Cory at BoingBoing points to unsurprising research finding that lots of sensitive personal information can be recovered from used hard drives. Unfortunately, he includes a link to a software utility which purports to do secure file deletion, probably giving readers the impression that using such a tool will protect you adequately from people who want to harvest your data. Actually, that's not true.
Peter Gutmann wrote the definitive analysis on this some years ago, and if you read the whole paper then you learn that, basically, it's impossible for any software to erase data beyond all hope of recovery. If you don't want to read the paper, consider that you can pay high-end data recovery services (for example...) big bucks to recover data from hard drives that have been damaged by flood, fire, and vandalism, to say nothing of mere overwriting of the blocks.
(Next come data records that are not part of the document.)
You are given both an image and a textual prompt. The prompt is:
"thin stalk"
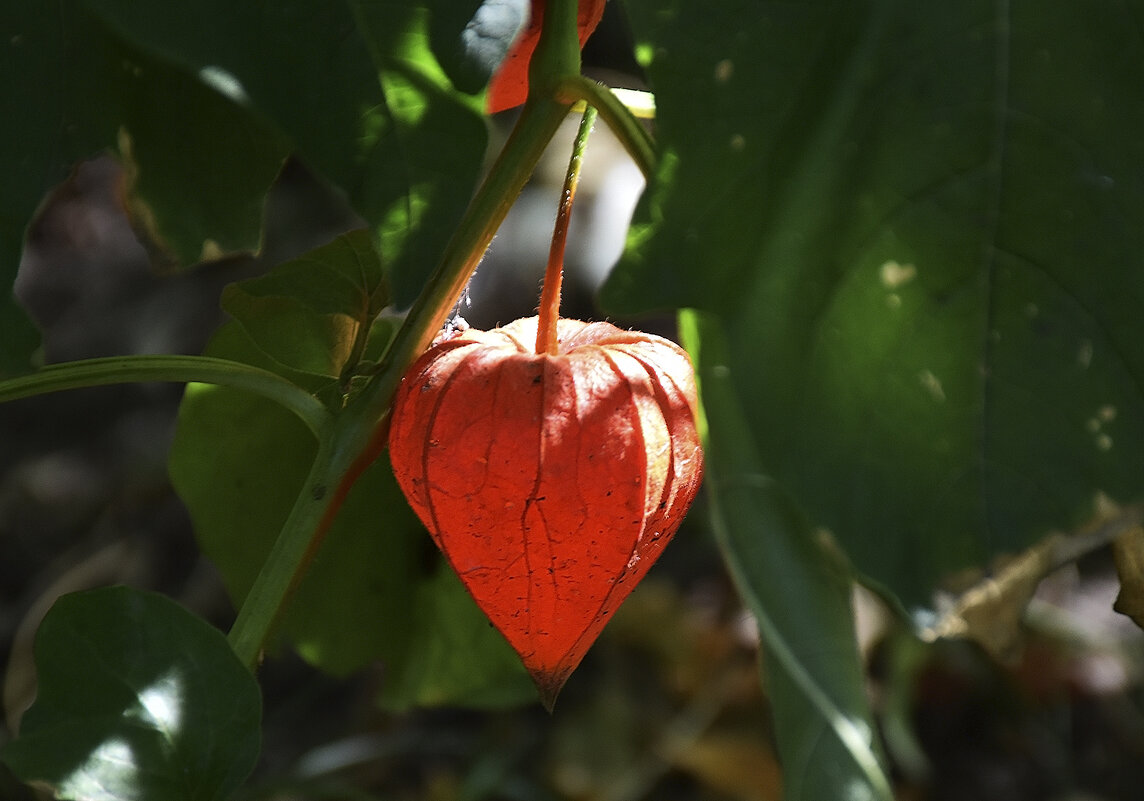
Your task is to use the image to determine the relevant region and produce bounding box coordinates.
[0,355,332,439]
[362,98,571,407]
[556,76,658,181]
[537,105,596,356]
[229,90,567,669]
[229,0,594,668]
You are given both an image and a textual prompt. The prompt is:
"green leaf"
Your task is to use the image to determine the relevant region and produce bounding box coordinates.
[2,587,261,801]
[222,231,387,379]
[169,324,535,708]
[88,0,486,307]
[682,314,892,801]
[604,0,1144,605]
[0,3,288,374]
[429,0,529,94]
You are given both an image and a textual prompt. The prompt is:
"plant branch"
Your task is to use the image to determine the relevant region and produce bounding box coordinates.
[537,105,596,356]
[0,355,331,439]
[556,76,658,181]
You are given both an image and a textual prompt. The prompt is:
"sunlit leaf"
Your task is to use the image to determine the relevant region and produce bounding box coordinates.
[0,587,261,801]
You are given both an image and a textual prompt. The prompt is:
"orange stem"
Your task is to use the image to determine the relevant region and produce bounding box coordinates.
[537,105,596,356]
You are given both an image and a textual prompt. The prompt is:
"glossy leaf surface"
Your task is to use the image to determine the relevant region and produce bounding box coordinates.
[170,232,534,707]
[0,587,262,801]
[682,312,892,801]
[605,0,1144,605]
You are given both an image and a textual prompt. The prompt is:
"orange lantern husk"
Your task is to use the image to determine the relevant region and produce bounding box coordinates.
[389,317,702,709]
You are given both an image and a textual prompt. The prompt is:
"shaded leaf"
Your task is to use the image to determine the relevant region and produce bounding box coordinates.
[0,3,286,373]
[1112,518,1144,628]
[222,231,387,379]
[88,0,486,306]
[2,587,261,801]
[169,315,534,708]
[683,314,892,801]
[605,0,1144,605]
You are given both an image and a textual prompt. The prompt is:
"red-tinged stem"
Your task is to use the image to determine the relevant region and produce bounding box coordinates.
[537,105,596,356]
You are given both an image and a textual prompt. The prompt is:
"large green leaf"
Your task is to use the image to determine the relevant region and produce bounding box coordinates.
[222,231,388,381]
[0,0,487,374]
[88,0,486,306]
[0,3,287,374]
[682,312,892,801]
[170,231,535,707]
[2,587,262,801]
[605,0,1144,604]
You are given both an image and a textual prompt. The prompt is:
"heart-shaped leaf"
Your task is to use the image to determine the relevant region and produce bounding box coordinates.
[0,587,262,801]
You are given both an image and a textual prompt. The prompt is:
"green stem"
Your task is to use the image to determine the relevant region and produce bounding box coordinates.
[537,105,596,356]
[0,355,331,439]
[363,98,571,398]
[229,74,569,668]
[227,438,340,672]
[556,76,658,181]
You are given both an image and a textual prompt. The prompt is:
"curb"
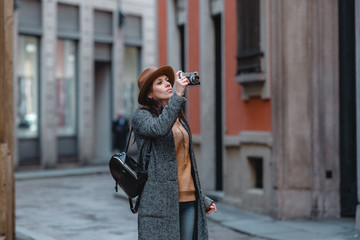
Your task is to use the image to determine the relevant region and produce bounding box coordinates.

The magnetic record on a disk block is surprisingly robust, and remains detectable by sufficiently sensitive tools even after significant damage or overwriting. The best you can hope to do is to force the attacker to pay these exotic services rather than just running some off-the-shelf software. This will deter casual attackers, but not determined ones. If you really care about secure deletion, then toss your old hard drive into an incinerator and make sure it burns down to a pile of ash.
UPDATE: In comments at Bruce Schneier's blog, theorbtwo suggests using a belt sander, which I suppose will also work well. The important thing is to reduce the magnetic platters to dust.